(Answer updated for Phantom Liberty)
There are enemies immune to quickhacks, but they are generally plot-critical (or the quickhack would not make sense against them). For example, in the final race of The Beast In Me, you cannot quickhack Sampson's car for reasons that will quickly become clear if you've never done that quest before. Another example is you can't use the Bait quickhack on an enemy who's standing on the opposite side of a waterway. Aside from these, the most important enemy that is "immune" to quickhacks are minibosses, against which the instant-death quickhacks System Reset & Suicide might not work, (although you are annoyingly still able to use these quickhacks, they just have no effect).
That said, the game did change substantially in that it's no longer possible to kill most enemies with a 1-RAM cost quickhack. A simple Short Circuit will now generally cost 8-10 RAM. In compensation you have more RAM total & RAM regeneration is faster, so you can still queue 3+ Short Circuits on one target to ensure they die, but there's not enough RAM if you're fighting several enemies at the same time. This means that an alternative weapon is more important than before.
As with pre-Phantom Liberty, which alternative weapon you use is up to you. The Intelligence tree remains necessary for a quickhack build, and it incidentally buffs Smart weapons, so that's the natural choice, but there are plenty of alternatives. Besides, you have enough attribute points to max three (and nearly a fourth) if you wish. You're not constrained to smart weapons; you can use whatever blows your hair.
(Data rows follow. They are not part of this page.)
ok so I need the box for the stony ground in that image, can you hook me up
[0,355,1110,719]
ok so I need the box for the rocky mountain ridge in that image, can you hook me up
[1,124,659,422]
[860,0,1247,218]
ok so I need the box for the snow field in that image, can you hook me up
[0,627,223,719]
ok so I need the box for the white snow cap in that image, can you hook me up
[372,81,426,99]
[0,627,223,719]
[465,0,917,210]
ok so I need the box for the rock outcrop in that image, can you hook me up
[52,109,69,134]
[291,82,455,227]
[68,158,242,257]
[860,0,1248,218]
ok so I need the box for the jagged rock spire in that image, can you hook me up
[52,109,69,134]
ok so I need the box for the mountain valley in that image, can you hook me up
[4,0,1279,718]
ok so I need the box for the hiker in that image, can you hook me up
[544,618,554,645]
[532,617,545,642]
That leaves the question of whether one of your three maxed attributes should be Reflexes. Suffice to say it doesn't really matter. Reflexes does add to your quickhack damage (since there's a cyberware upgrade that lets your quickhacks critical hit), and I've found the ability to dash to be a major convenience, but ultimately it's up to your playstyle. If you like quickhacks, definitely max Intelligence, and the rest is up to you.